On Wed, 03 Sep 2014 13:25:49 +0000
via Digitalmars-d <digitalmars-d puremagic.com> wrote:

 I'd like to have a unicode alternative

ah, i'm not using unicode. my favorite editor (mcedit) is not good with
unicode anyway and my locale is not utf. ;-)

Sep 03 2014

"Ola Fosheim =?UTF-8?B?R3LDuHN0YWQi?= writes:

On Wednesday, 3 September 2014 at 13:35:48 UTC, ketmar via 
Digitalmars-d wrote:
 ah, i'm not using unicode. my favorite editor (mcedit) is not 
 good with
 unicode anyway and my locale is not utf. ;-)

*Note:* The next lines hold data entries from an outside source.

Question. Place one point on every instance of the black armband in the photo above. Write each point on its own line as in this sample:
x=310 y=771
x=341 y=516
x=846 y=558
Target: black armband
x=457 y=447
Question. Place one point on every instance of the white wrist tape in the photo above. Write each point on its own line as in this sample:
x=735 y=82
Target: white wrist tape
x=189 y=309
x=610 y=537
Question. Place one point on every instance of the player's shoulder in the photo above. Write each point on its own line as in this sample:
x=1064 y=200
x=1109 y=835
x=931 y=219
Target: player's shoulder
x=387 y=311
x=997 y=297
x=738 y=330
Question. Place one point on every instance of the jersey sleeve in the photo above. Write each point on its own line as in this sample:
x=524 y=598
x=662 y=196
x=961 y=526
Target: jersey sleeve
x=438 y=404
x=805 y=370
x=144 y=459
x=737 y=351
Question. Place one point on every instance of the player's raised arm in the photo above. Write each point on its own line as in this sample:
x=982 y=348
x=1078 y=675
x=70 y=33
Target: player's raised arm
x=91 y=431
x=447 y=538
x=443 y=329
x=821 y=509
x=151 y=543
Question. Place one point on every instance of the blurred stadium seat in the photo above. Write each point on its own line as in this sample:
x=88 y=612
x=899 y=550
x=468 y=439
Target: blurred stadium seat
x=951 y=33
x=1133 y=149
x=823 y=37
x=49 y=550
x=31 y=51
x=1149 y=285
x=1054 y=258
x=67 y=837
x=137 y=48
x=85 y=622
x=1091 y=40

That sucks! Now I had to do it myself. (I think you should 
upgrade to a decent editor on a decent OS and save me some 
unicode-work…;)

Implementing "tmpl‹a,b›" and "tmpl«str»" was tedious, but I 
believe √ and π can be done in a heartbeat.

Sep 03 2014

Timon Gehr <timon.gehr gmx.ch> writes:

On 09/03/2014 11:38 PM, "Ola Fosheim =?UTF-8?B?R3LDuHN0YWQi?= 
<ola.fosheim.grostad+dlang gmail.com>" wrote:
 [...] I believe √ and π can be done in a heartbeat.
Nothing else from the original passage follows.